My employer has recently also been sued by an American company in the
Dusseldorf court for an alleged patent violation, so I can confirm the part of
"erring on the side of the patent holder" from personal experience.

In this case, the dispute was over the production of a chemical substance and
the other party alleged that this stuff simply cannot be produced without
violating their patent. Our company's lawyers and chemists presented a huge
mountain of experimental data and analysis stating a number of alternative
ways to produce the stuff, including the method currently used by our plants
in Asia. The court then took this information and asked the plaintiff "does
this look reasonable to you?" to which they of course answered back "no way!"
and hence essentially won the case. Their final verdict was basically an exact
copy of the plaintiff's statements.

So I don't know about the part of being competent, but this court is basically
issuing default judgements on the behalf of patent holders. Being there
personally for some of the hearings, I also got the impression that certain
lawyers are very well connected to this court, causing them to just wave
certain cases through without too much consideration.

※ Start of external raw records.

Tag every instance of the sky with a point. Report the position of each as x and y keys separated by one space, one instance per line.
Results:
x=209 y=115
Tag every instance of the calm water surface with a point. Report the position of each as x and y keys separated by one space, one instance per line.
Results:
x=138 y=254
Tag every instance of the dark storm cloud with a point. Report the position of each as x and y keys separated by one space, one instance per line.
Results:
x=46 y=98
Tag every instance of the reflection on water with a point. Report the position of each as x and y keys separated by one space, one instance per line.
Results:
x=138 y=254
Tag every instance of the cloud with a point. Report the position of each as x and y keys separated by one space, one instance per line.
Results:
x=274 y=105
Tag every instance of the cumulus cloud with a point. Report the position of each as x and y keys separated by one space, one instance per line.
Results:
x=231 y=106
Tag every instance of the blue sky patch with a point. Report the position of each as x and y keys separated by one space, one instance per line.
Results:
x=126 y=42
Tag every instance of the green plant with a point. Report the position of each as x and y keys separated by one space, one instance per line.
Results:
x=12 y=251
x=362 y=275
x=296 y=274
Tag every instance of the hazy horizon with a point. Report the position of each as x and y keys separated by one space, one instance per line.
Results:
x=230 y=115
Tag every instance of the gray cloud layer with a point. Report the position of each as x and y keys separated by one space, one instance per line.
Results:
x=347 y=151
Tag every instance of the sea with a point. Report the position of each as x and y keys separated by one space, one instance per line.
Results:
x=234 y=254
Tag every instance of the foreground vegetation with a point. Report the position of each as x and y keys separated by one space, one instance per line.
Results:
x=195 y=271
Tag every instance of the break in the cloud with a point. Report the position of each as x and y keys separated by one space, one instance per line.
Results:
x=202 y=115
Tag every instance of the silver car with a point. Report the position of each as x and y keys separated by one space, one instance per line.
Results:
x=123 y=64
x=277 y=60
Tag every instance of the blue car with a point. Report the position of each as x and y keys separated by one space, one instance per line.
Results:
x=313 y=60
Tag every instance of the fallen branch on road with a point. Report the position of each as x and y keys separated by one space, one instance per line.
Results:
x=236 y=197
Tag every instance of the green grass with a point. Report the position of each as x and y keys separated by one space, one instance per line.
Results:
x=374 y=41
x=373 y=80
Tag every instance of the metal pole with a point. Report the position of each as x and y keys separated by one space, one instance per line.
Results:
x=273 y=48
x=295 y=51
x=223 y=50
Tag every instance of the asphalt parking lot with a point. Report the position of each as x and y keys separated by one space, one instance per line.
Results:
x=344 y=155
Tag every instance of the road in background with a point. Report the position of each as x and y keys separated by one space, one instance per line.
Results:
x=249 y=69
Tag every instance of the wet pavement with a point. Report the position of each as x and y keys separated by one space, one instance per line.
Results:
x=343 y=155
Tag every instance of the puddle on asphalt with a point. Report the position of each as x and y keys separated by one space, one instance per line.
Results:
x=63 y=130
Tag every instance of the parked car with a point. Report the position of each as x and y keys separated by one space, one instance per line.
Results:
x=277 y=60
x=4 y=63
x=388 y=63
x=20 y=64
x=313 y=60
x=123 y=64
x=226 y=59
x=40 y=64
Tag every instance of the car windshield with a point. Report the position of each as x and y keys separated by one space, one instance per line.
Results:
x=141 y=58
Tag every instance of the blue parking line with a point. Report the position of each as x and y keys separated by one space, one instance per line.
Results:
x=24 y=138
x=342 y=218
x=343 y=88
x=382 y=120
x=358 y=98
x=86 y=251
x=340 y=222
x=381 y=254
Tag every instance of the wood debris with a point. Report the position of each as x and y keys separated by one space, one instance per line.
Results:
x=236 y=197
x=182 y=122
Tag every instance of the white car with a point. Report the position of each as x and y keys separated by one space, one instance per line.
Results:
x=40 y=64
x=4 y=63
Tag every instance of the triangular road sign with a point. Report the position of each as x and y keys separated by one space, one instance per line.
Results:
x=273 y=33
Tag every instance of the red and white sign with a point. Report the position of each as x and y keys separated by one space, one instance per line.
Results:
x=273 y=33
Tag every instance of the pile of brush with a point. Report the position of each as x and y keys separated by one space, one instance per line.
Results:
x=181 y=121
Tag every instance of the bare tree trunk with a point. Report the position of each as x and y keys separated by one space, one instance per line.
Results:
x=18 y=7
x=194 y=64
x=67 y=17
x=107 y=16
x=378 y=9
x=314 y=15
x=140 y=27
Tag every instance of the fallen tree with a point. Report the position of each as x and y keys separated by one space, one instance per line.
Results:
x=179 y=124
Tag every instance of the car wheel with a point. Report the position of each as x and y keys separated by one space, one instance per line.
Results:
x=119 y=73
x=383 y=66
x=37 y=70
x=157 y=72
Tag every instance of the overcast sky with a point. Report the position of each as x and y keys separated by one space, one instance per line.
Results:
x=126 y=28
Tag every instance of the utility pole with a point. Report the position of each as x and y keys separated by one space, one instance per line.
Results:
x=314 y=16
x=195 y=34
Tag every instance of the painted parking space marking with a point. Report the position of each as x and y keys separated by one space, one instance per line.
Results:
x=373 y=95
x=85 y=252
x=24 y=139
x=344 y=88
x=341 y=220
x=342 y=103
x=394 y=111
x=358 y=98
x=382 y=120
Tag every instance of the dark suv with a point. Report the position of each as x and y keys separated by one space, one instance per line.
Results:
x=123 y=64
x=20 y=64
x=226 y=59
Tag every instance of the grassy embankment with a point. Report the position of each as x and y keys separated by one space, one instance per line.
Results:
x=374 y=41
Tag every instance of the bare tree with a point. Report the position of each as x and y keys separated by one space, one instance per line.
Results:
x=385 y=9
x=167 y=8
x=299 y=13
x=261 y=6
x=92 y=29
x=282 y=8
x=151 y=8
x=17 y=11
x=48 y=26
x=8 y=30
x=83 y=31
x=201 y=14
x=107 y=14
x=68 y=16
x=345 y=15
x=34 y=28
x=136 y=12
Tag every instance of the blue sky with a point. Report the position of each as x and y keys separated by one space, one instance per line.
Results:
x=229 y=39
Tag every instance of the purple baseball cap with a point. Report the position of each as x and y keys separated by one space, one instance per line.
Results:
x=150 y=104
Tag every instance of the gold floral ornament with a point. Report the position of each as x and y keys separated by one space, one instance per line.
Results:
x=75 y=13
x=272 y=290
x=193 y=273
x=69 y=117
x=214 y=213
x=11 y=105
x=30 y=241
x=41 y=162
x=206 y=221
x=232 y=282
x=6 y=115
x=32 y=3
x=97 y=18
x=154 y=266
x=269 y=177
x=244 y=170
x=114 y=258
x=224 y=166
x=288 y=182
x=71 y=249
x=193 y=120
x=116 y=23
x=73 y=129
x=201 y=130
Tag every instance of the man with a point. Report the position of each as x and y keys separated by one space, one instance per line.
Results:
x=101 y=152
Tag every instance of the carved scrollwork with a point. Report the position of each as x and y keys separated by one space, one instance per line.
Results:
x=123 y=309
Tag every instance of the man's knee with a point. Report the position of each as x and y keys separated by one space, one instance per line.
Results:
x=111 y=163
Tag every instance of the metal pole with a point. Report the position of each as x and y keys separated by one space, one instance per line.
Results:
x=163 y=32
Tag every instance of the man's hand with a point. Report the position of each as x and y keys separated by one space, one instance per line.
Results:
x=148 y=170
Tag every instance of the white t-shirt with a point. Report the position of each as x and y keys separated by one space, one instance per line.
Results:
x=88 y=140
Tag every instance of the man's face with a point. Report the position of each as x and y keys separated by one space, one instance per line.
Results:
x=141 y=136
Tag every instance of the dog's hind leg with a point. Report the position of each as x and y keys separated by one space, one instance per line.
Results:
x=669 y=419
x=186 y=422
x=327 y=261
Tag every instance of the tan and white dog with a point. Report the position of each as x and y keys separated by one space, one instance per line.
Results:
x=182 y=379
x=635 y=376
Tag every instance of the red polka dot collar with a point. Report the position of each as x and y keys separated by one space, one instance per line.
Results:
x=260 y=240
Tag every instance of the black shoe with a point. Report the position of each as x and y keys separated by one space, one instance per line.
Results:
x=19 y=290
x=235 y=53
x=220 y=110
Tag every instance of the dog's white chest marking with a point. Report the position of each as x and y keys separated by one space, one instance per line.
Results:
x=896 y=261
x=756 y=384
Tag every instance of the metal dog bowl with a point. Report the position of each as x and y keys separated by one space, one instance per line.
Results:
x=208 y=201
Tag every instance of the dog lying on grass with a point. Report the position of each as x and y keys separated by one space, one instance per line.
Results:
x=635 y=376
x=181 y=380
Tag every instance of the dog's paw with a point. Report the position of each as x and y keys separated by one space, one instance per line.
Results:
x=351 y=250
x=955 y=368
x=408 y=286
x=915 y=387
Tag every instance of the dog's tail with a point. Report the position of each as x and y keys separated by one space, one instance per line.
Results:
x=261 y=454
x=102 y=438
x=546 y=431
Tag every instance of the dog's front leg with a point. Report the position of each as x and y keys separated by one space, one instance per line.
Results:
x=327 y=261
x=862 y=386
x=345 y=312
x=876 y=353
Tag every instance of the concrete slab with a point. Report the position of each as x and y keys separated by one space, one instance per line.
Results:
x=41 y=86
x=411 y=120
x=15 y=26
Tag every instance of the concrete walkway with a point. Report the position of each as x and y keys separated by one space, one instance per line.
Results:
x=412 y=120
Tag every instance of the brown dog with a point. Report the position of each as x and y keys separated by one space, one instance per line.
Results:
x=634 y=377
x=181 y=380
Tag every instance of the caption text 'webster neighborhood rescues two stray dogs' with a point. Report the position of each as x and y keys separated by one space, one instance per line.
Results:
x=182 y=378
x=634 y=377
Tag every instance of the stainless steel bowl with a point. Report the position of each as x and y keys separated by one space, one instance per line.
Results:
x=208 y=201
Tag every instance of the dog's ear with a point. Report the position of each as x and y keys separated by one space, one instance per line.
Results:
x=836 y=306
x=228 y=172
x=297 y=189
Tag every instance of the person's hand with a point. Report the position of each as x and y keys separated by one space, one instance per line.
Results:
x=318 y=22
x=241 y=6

Our case ended with an out-of-court settlement and I subsequently lost track
of the final outcome but it sure was an eye-opening experience for me just
watching how it's done.

------
tzs
> Patent-holding plaintiffs won 63% of all infringement cases in Dusseldorf
> between 2006 and 2009, according to recent research by the Global IP
> Project, a series of studies initiated by the law firm Finnegan. That’s well
> above the global average of 35%

I'm surprised the global average is so low. I'd expect plaintiffs to win a
significant majority of cases for the simple reason that plaintiffs are the
ones that decide whether or not to sue.